The Inflation Reduction Act, which became law just one day after Dodge announced the end of its gas-powered muscle cars, could accelerate carbon-credit markets because it incentivizes carbon capture and other environmental strategies.
The eight-cylinder 2022 Dodge Challenger has an emissions score of 466 grams of greenhouse gas emissions per mile, according to fueleconomy.gov. The eight-cylinder 2022 Chevrolet Camaro put out 452 grams of greenhouse gases per mile; and the eight-cylinder Ford Mustang of the same year piped out 500 grams per mile.
‘They’re Tired Of Getting Beat’
Though the transition may be hard, electric cars are the way of the future, according to Patrick Lawson, co-owner of an electric charging-dock installation company, Wild West EV.
Lawson said Dodge’s shift into electric is about more than saving money amid government regulation.
“They don’t want to get left behind,” he said. “All the electric cars that are coming out are significantly faster off the line: more power, torque, response. They (Dodge) have done all they could on the gas side – and they’ve got to keep up with the times.”
Lawson wasn’t a car enthusiast until he started driving a Tesla.
Five summers ago, while hanging out at the annual Riverton car show that Becker’s club hosts, some bystanders saw Lawson’s Tesla and told him he should try it in the autocross race the next day.
Lawson did very well, and kept with it.
He now visits autocross races around the country, including the Holley High Voltage electric-only race in California.
Electric vehicles are required to make noise as a safety provision for pedestrians.

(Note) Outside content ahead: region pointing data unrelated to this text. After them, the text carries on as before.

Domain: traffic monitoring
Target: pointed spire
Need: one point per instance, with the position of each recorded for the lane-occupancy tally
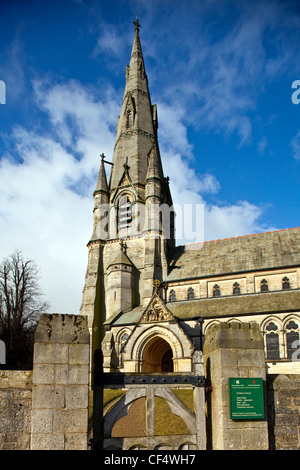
(101, 185)
(153, 167)
(137, 124)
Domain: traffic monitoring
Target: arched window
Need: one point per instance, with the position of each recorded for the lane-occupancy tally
(264, 286)
(216, 291)
(292, 338)
(286, 283)
(236, 289)
(124, 213)
(272, 341)
(172, 296)
(191, 294)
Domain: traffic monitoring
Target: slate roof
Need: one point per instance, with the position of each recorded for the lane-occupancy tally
(256, 252)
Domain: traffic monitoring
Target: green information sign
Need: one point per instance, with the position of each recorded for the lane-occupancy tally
(246, 398)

Most have a faint, whispery whine.
To Lawson, Dodge’s efforts to emulate the gas-powered roar is “funny” and to some, it’s seen as hypocritical – since authorities banned Tesla from marketing a slew of “silly” sound effects such as “ice cream truck” and “horse.”

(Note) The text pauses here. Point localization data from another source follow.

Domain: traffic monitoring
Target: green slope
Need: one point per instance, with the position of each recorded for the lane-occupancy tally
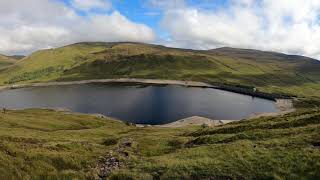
(268, 71)
(44, 144)
(6, 61)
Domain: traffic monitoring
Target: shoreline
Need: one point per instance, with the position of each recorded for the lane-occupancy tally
(199, 84)
(119, 80)
(284, 105)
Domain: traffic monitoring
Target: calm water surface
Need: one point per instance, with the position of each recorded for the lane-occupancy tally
(144, 105)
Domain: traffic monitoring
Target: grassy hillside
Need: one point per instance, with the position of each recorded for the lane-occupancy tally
(45, 143)
(268, 71)
(6, 61)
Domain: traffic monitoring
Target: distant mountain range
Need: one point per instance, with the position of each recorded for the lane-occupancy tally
(267, 71)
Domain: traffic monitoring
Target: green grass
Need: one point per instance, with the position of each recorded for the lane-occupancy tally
(45, 143)
(42, 144)
(6, 61)
(269, 72)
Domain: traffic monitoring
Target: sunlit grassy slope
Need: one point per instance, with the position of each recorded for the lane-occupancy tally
(6, 61)
(44, 143)
(268, 71)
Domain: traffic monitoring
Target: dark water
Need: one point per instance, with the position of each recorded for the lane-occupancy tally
(144, 105)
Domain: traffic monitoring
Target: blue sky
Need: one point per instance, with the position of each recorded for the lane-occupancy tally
(288, 26)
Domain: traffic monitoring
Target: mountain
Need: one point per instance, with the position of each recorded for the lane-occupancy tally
(267, 71)
(6, 61)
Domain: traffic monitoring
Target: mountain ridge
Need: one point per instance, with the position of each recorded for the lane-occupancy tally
(268, 71)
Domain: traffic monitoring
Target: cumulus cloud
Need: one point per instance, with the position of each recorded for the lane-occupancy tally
(26, 26)
(290, 26)
(91, 4)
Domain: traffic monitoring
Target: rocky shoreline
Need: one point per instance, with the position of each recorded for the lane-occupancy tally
(284, 105)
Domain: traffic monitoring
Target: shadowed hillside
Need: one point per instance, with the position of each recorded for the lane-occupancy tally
(57, 145)
(268, 71)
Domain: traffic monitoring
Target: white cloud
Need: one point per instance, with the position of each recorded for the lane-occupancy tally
(26, 26)
(290, 26)
(91, 4)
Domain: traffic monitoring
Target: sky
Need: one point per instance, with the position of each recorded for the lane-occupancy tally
(288, 26)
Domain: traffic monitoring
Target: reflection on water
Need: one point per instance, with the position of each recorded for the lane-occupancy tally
(147, 105)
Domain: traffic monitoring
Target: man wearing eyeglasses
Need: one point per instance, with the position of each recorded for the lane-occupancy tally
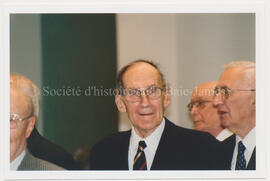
(23, 111)
(235, 97)
(203, 114)
(153, 143)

“A lot of people in the Tesla community are upset Dodge is putting out this big noisemaker and that’s OK, but putting silly sounds in a car is not,” he said.
Yet, Lawson theorized, the noisemaker may help reluctant consumers transition to the electric Charger.

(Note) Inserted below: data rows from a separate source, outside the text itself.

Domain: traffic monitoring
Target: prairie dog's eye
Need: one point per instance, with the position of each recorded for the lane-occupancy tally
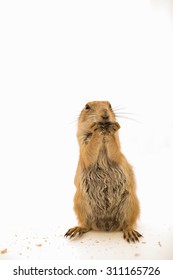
(110, 107)
(87, 107)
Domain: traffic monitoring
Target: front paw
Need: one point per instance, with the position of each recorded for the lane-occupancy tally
(109, 128)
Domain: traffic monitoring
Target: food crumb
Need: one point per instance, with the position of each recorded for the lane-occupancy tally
(4, 251)
(38, 245)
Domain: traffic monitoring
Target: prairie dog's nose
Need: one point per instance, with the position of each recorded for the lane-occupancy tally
(105, 115)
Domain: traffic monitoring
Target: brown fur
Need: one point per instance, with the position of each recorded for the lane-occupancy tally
(105, 197)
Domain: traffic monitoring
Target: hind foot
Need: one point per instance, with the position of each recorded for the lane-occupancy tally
(131, 235)
(75, 231)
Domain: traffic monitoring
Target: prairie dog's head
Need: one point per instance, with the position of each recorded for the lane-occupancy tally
(95, 112)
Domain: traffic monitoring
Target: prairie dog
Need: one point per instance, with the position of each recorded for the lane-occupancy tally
(105, 197)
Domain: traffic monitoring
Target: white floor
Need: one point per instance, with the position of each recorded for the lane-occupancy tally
(156, 244)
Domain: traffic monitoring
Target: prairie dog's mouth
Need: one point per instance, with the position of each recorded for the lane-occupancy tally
(104, 124)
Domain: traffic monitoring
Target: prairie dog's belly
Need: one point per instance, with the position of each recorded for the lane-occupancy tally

Lawson is not sentimental about combustion noises.
“I’d prefer the dead silent. That’s cool to me,” he said.
Other than replacing suspension, tires, or other non-motor components, a car owner doesn’t have the same ability to enhance, or “soup up” a car with the electric engine.
But many can order an upgrade, said Lawson. And some people can hack the system.
“There are hackers that have figured out ways of modifying the software with external boxes and things that unlock the hidden power within the vehicle,” he added.
The cars also have a mind of their own. In the new Tesla, door handles “don’t exist. It just opens when you get near it,” said Lawson.
The car also decides when to go backward or forward, depending on the surroundings.
“They’re getting close to that point where somebody would not have to pay attention (while driving),” he said.